You need at least one more piece of information, otherwise how would you know it's solar noon? You either need to know where due South is, or you need to make multiple measurements of the sun at different times to determine when it reached its lowest point. The good thing about using two stars is you don't need that information and you didn't need to wait around in the same spot from solar noon until nighttime.
put a stick in the ground and note the time at narrowing intervals until the shadow starts getting longer, taking the shortest shadow as solar noon??? seems like a non-issue since you've already got an accurate watch. if you're lost without a gps and have no idea what your long. is, you've probably got a lot of spare time to figure it out.

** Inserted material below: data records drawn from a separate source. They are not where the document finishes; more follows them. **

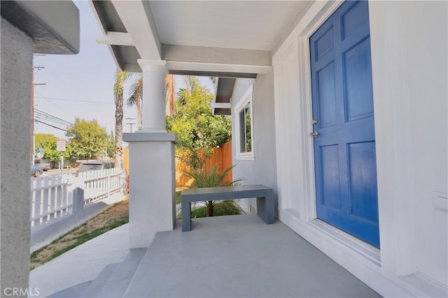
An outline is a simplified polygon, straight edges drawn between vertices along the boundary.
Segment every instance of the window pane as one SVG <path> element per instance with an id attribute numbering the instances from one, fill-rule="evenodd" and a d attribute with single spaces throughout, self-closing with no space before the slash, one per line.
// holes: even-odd
<path id="1" fill-rule="evenodd" d="M 241 110 L 239 112 L 239 152 L 246 152 L 246 128 L 244 124 L 245 110 Z"/>

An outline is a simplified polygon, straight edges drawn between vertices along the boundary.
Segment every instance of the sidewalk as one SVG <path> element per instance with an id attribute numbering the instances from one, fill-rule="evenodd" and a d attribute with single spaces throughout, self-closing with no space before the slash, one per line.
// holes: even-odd
<path id="1" fill-rule="evenodd" d="M 108 265 L 129 252 L 129 224 L 104 233 L 32 270 L 29 287 L 45 297 L 75 285 L 87 288 Z"/>

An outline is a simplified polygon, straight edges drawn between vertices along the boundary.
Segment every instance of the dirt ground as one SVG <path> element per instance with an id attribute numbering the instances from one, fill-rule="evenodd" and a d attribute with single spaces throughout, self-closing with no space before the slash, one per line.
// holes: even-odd
<path id="1" fill-rule="evenodd" d="M 110 207 L 92 219 L 86 221 L 80 226 L 54 241 L 50 244 L 36 251 L 31 254 L 31 269 L 33 269 L 55 258 L 55 254 L 61 251 L 71 249 L 80 239 L 94 231 L 94 234 L 100 233 L 99 229 L 109 226 L 116 221 L 129 220 L 129 200 L 125 198 Z M 105 228 L 106 230 L 106 228 Z M 98 235 L 99 235 L 98 234 Z M 74 248 L 71 247 L 71 248 Z"/>

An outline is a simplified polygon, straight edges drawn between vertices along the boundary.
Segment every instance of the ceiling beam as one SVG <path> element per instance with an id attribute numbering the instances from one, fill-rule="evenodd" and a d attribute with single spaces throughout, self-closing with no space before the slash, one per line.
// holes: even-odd
<path id="1" fill-rule="evenodd" d="M 270 51 L 162 44 L 166 61 L 271 66 Z"/>
<path id="2" fill-rule="evenodd" d="M 106 34 L 101 33 L 97 34 L 96 40 L 100 45 L 135 45 L 128 33 L 111 31 L 106 32 Z"/>
<path id="3" fill-rule="evenodd" d="M 255 78 L 258 73 L 269 73 L 272 66 L 216 63 L 195 63 L 167 61 L 169 73 L 173 75 L 206 75 L 226 77 Z"/>
<path id="4" fill-rule="evenodd" d="M 113 0 L 141 59 L 160 60 L 161 45 L 148 1 Z"/>

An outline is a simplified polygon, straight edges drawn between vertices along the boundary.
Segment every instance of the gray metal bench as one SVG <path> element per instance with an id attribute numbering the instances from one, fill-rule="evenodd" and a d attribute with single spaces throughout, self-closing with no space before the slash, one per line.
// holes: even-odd
<path id="1" fill-rule="evenodd" d="M 272 188 L 264 185 L 206 187 L 182 191 L 182 232 L 191 230 L 192 202 L 257 198 L 257 214 L 266 223 L 274 223 L 274 204 Z"/>

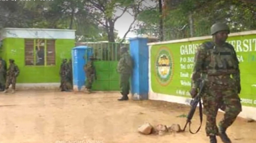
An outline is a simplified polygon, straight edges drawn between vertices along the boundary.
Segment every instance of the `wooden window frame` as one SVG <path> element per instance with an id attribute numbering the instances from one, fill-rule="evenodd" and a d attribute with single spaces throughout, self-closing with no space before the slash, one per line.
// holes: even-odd
<path id="1" fill-rule="evenodd" d="M 26 40 L 33 40 L 33 65 L 26 65 Z M 44 65 L 36 65 L 36 40 L 44 40 Z M 47 65 L 47 41 L 48 40 L 53 40 L 53 42 L 54 43 L 54 45 L 53 45 L 53 49 L 54 50 L 54 65 Z M 24 39 L 24 51 L 25 51 L 24 54 L 24 65 L 25 66 L 27 66 L 27 67 L 54 67 L 56 66 L 56 39 L 40 39 L 40 38 L 37 38 L 37 39 L 30 39 L 30 38 L 26 38 L 25 39 Z"/>

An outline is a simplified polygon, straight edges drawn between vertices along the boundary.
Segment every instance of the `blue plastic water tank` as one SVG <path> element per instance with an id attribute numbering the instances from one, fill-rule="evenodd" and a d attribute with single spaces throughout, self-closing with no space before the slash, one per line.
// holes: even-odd
<path id="1" fill-rule="evenodd" d="M 87 46 L 75 47 L 72 49 L 73 85 L 75 91 L 80 91 L 85 86 L 86 79 L 83 67 L 93 54 L 93 49 Z"/>

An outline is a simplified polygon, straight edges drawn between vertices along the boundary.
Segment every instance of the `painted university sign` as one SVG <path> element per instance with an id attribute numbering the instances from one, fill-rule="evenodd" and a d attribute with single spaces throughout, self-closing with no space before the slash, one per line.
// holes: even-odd
<path id="1" fill-rule="evenodd" d="M 156 93 L 190 97 L 189 90 L 196 49 L 210 39 L 155 45 L 150 54 L 151 86 Z M 243 105 L 256 106 L 256 34 L 231 36 L 240 63 Z"/>
<path id="2" fill-rule="evenodd" d="M 163 86 L 168 85 L 173 73 L 173 60 L 167 47 L 160 48 L 157 54 L 155 67 L 157 81 Z"/>

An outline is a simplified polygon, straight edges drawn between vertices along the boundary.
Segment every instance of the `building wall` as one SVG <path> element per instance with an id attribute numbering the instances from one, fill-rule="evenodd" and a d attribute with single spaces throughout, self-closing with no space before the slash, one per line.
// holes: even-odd
<path id="1" fill-rule="evenodd" d="M 1 56 L 8 64 L 9 58 L 15 60 L 20 70 L 17 83 L 60 82 L 59 72 L 62 59 L 71 58 L 71 50 L 75 46 L 74 30 L 6 28 L 3 31 Z M 27 38 L 55 39 L 55 65 L 25 65 L 25 39 Z"/>
<path id="2" fill-rule="evenodd" d="M 206 36 L 148 44 L 149 99 L 188 104 L 196 49 L 199 44 L 211 38 Z M 227 41 L 234 46 L 240 62 L 242 90 L 239 96 L 243 111 L 239 116 L 256 119 L 256 72 L 253 69 L 256 66 L 256 31 L 232 33 Z M 163 55 L 167 59 L 159 62 Z M 158 62 L 170 65 L 160 67 Z"/>

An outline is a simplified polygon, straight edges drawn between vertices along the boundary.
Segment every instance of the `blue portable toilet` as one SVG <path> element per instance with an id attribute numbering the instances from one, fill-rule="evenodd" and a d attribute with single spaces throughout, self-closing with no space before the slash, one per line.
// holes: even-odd
<path id="1" fill-rule="evenodd" d="M 83 67 L 93 54 L 93 49 L 87 46 L 75 47 L 72 49 L 73 89 L 75 91 L 81 91 L 85 88 L 86 79 Z"/>

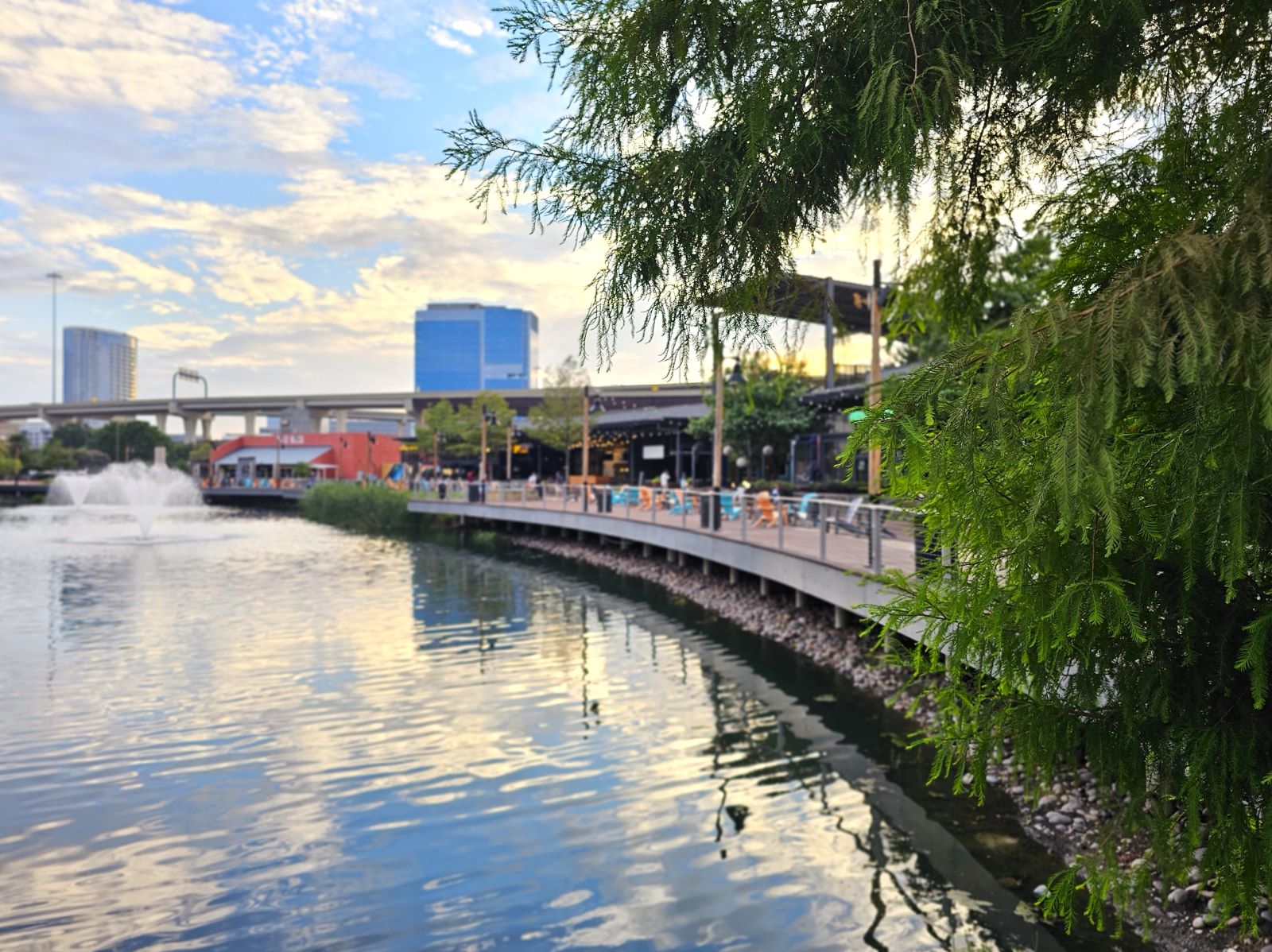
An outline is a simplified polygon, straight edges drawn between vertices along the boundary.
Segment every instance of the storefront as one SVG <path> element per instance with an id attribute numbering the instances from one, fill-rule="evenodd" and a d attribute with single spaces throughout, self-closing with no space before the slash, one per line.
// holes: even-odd
<path id="1" fill-rule="evenodd" d="M 401 463 L 398 440 L 382 433 L 239 436 L 211 455 L 216 486 L 267 487 L 310 479 L 384 479 Z"/>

That's one way, and it also tells you where due South is too. The watch is only one piece of information, solar noon changes from day to day (called the "Equation of Time"), so you need a way to correlate the two. An almanac would have that info, or the equation could be memorized and computed.

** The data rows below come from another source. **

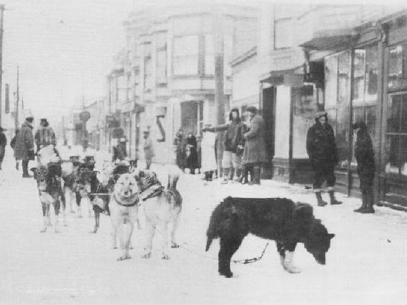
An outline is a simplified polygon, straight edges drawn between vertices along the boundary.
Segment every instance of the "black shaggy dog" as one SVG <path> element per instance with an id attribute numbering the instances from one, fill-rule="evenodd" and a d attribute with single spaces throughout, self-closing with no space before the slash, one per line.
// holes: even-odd
<path id="1" fill-rule="evenodd" d="M 325 254 L 335 236 L 315 219 L 309 204 L 287 198 L 228 197 L 214 210 L 207 232 L 207 251 L 213 239 L 220 238 L 219 274 L 232 277 L 230 259 L 249 233 L 275 240 L 281 264 L 292 273 L 301 272 L 292 261 L 298 242 L 304 244 L 317 262 L 325 265 Z"/>

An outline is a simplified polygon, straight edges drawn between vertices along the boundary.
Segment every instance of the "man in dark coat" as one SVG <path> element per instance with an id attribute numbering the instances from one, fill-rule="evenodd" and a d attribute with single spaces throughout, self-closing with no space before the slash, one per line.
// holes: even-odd
<path id="1" fill-rule="evenodd" d="M 229 121 L 225 124 L 205 128 L 202 131 L 216 132 L 226 131 L 224 142 L 224 150 L 222 159 L 222 167 L 223 169 L 223 183 L 227 183 L 228 180 L 232 180 L 236 172 L 238 176 L 240 176 L 242 172 L 241 156 L 236 154 L 238 144 L 236 139 L 242 123 L 239 117 L 239 109 L 233 108 L 229 113 Z"/>
<path id="2" fill-rule="evenodd" d="M 182 129 L 180 129 L 177 133 L 176 138 L 174 139 L 173 144 L 176 146 L 177 165 L 182 170 L 182 171 L 184 171 L 186 166 L 185 150 L 187 142 L 184 137 L 184 131 Z"/>
<path id="3" fill-rule="evenodd" d="M 7 145 L 7 138 L 3 131 L 7 130 L 0 126 L 0 169 L 2 169 L 2 163 L 3 162 L 4 154 L 6 151 L 6 145 Z"/>
<path id="4" fill-rule="evenodd" d="M 40 120 L 40 127 L 35 133 L 34 141 L 37 145 L 37 152 L 49 145 L 53 145 L 54 147 L 56 146 L 55 133 L 46 118 L 42 118 Z"/>
<path id="5" fill-rule="evenodd" d="M 261 164 L 268 161 L 265 140 L 266 127 L 255 107 L 250 106 L 245 111 L 250 124 L 249 131 L 243 135 L 246 142 L 242 161 L 245 166 L 253 169 L 253 184 L 259 185 Z"/>
<path id="6" fill-rule="evenodd" d="M 326 205 L 321 196 L 322 184 L 326 180 L 331 204 L 340 204 L 342 202 L 335 199 L 334 193 L 336 181 L 334 168 L 338 162 L 338 152 L 333 130 L 328 124 L 328 115 L 325 111 L 317 112 L 315 120 L 307 134 L 307 151 L 314 174 L 314 192 L 318 205 Z"/>
<path id="7" fill-rule="evenodd" d="M 14 146 L 16 160 L 22 160 L 23 178 L 30 178 L 28 174 L 28 161 L 34 160 L 34 140 L 33 137 L 33 121 L 34 118 L 29 116 L 21 126 L 17 136 Z"/>
<path id="8" fill-rule="evenodd" d="M 352 127 L 357 131 L 355 157 L 358 163 L 358 174 L 362 192 L 362 206 L 355 210 L 360 213 L 374 213 L 373 180 L 374 178 L 374 152 L 370 136 L 363 121 L 355 123 Z"/>

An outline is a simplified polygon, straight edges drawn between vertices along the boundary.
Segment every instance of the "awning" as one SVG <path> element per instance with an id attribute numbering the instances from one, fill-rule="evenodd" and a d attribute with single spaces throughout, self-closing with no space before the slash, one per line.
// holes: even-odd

This isn't just recreational fun, most (maybe all) Navys still require having people on board each major ship that can perform sight reductions and wind up watches. The assumption would be that during a war GPS and electronic devices would be destroyed. The "stick in the ground" method doesn't work if you're moving, and takes a while, and speed matters when you're being hunted.

solar noon is the time @ the shortest shadow. You don't need an almanac for that. It's got problems, but if you're lost on land with a digital watch and a stick it'll work pretty well.
Just seeing the shortest shadow doesn't tell you anything. You need a way to correlate it to your position on Earth. Having a watch (set to a known time zone) only tells you what time it happened, which is also pretty useless. You need an almanac (or some computation) to correlate what time solar noon happened on a given day with your longitude.
Lost my last account's login. I'd watch this, you only need to know solar noon in Greenwich and compare it to your own solar noon.